In Ethiopia, the Church of God has established Christian schools throughout the country: Sidama in the South; the Arsi Oromo area (961 children are enrolled and have to be accommodated by two shifts—all of whom are from Muslim families!); the city of Shashemene (a Muslim area in the southern Rift Valley); and Lake Awassa in southern Ethiopia.

The Harvest Church of God currently operates over 70 kindergarten (pre-school level) schools, plus several primary schools. All inclusive, they serve over 8,000 children, mostly in the southern regions, but also in other parts of Ethiopia where we have churches.

The church faces a challenge in maintaining the school because of insufficient finances. The government is trying to improve education and raises their teachers’ salaries, but the church cannot match those increases in pay, so often the school loses some of its best teachers to government schools.
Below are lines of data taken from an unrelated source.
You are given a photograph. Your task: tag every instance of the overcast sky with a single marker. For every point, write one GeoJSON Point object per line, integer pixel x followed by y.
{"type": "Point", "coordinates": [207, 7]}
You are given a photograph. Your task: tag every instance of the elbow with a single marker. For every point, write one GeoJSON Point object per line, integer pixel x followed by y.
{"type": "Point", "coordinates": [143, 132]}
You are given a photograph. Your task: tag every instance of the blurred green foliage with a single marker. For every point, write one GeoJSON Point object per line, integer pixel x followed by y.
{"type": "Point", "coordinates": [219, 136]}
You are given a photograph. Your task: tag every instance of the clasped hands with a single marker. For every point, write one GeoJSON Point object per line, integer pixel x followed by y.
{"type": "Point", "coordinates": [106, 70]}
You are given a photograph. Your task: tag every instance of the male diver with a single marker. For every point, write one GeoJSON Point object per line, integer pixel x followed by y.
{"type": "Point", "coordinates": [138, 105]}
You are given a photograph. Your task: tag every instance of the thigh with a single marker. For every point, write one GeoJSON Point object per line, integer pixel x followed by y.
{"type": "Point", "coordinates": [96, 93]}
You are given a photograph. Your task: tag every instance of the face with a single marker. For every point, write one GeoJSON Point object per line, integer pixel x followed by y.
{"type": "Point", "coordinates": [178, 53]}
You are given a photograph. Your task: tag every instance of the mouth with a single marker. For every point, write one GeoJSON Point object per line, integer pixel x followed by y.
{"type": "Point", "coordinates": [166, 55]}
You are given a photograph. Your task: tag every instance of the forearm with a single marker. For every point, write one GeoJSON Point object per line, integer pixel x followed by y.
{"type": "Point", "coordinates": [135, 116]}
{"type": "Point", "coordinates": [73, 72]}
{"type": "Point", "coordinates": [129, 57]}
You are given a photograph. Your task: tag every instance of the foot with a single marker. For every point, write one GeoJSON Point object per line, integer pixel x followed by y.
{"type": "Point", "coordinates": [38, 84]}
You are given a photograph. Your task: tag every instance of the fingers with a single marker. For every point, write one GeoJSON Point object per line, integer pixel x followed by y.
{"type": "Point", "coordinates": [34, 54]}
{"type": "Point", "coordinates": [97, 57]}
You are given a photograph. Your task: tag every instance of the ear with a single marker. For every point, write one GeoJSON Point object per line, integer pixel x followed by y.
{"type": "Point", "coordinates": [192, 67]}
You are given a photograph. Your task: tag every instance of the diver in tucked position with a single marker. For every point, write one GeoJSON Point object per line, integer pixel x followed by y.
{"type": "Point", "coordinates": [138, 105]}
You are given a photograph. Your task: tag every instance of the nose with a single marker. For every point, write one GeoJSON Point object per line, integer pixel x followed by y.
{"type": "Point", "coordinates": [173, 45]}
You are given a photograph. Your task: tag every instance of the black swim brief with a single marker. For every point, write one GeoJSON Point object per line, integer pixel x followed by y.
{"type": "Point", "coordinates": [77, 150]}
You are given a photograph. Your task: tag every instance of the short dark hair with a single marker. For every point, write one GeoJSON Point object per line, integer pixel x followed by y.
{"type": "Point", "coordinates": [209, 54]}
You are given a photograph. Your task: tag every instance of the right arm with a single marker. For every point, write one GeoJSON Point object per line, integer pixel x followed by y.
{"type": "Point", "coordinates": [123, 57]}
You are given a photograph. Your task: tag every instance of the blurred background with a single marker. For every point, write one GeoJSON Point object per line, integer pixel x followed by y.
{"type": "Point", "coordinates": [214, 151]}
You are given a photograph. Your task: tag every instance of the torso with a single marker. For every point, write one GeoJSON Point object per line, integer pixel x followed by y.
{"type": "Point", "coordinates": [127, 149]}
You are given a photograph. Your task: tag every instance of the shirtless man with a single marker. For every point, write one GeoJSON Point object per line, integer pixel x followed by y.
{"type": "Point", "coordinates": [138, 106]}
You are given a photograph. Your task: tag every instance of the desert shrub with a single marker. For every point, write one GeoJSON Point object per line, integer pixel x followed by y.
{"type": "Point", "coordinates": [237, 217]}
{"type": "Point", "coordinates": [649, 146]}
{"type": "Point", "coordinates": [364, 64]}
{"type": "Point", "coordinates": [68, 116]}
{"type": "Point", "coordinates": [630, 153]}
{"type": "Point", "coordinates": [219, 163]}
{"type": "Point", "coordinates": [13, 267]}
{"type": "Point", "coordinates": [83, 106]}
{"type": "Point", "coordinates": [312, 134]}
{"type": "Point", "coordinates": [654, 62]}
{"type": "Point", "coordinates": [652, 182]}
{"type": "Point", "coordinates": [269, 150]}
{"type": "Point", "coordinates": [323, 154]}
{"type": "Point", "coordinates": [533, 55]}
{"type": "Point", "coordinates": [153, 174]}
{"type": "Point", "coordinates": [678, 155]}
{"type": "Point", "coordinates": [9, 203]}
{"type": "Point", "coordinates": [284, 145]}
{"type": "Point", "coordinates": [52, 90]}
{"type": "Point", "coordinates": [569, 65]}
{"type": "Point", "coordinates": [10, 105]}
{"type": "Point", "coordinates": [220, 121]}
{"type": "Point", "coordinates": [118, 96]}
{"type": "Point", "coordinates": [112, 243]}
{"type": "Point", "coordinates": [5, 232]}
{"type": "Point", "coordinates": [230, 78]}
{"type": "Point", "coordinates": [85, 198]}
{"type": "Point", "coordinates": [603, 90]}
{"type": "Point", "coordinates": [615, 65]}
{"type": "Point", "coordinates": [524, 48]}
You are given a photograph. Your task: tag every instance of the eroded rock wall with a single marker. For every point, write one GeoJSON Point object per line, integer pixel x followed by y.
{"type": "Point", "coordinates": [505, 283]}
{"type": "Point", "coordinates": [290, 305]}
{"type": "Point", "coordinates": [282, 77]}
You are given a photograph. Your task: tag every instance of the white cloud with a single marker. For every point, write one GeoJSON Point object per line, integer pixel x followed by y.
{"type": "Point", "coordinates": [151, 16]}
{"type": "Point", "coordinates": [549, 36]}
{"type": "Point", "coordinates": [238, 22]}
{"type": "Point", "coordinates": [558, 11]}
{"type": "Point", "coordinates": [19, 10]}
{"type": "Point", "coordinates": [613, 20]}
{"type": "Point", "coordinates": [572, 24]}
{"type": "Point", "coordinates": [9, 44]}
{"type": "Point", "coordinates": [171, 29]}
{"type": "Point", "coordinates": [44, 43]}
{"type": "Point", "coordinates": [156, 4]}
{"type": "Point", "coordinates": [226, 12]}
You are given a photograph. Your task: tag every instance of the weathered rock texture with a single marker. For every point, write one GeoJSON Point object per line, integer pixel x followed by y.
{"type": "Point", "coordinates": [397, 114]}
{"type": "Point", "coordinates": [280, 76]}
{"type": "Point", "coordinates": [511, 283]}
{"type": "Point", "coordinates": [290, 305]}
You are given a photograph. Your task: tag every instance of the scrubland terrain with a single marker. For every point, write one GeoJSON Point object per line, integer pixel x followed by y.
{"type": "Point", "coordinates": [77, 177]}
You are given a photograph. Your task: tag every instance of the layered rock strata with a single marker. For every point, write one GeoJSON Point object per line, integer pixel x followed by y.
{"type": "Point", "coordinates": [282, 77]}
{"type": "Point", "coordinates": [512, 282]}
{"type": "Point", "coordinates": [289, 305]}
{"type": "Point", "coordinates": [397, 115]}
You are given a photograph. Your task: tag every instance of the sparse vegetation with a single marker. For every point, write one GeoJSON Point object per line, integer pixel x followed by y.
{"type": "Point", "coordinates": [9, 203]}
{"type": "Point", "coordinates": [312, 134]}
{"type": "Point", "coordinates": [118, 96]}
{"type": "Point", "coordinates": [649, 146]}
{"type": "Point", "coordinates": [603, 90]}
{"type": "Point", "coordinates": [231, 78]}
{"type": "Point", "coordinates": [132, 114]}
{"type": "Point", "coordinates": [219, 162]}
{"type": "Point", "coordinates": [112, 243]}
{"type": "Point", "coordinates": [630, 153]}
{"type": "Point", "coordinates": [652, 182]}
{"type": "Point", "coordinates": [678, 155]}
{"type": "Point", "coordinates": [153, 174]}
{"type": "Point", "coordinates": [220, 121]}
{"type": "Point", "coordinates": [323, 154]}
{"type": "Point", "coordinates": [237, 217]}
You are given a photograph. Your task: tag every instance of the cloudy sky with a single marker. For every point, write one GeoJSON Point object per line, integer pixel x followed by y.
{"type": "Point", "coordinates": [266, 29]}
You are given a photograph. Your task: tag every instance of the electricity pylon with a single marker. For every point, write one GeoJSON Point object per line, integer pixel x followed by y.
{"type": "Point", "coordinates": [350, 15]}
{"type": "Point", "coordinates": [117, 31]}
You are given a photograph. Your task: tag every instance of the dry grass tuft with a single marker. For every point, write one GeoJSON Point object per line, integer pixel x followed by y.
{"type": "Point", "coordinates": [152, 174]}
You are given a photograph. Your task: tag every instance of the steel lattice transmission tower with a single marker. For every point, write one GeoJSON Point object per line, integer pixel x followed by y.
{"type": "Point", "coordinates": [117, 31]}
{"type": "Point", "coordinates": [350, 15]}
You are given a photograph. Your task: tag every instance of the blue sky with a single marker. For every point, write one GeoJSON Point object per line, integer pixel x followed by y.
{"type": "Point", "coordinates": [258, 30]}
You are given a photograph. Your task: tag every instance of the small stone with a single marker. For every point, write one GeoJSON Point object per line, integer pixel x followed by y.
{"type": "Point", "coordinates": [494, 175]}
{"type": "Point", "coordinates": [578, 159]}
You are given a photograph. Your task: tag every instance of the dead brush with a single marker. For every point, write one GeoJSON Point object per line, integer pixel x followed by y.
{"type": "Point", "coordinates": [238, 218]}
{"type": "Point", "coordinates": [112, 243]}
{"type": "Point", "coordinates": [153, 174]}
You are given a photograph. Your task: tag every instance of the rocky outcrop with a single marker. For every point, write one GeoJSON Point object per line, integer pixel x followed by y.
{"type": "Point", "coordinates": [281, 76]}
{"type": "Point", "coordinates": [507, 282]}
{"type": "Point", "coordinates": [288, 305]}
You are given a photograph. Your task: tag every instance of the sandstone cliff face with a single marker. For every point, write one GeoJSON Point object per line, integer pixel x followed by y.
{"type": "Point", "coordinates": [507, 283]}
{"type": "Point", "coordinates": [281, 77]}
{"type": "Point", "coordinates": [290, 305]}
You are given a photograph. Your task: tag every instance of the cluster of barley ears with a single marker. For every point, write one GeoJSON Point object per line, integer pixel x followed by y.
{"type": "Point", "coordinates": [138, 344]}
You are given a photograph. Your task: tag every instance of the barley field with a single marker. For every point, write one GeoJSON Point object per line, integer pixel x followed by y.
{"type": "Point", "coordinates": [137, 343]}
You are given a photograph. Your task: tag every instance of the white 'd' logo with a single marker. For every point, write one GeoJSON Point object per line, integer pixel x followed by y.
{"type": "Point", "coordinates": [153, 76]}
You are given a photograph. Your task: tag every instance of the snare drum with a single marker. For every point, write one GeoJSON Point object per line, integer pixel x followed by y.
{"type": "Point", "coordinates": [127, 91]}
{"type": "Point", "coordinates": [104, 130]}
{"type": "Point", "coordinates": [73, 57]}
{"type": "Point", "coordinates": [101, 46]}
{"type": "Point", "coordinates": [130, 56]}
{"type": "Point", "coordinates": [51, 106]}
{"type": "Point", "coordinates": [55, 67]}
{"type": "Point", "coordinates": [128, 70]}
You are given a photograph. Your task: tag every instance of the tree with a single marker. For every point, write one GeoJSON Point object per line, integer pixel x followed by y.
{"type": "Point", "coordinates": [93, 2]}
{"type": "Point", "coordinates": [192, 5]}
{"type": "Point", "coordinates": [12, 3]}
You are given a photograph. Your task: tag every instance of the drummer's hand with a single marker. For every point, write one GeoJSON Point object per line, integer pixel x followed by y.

The school ministry basically survives on a monthly support of 2,000 Euros (about $2,361) from the Church of God in Germany—barely enough to keep the schools open, but not enough to maintain buildings, provide adequate teaching materials, or good quality teachers.

Despite a lack of proper funds, these kindergarten and primary schools are an outstanding, signal ministry with an incredible impact upon the lives of the children and their families, even upon the growth of the respective local congregations.

Hiruy Tsige, overseer, reports there are 180-plus congregations (some with more than 15,000 members; some with only 20 members), but overall membership is estimated at over 67,000. The educational contributions have had a large impact in growing congregations.

The influence continues!


Missionaries Rodney and Carol Friend arrived in Zambia this past July, and experienced the busyness of getting settled in the first three weeks.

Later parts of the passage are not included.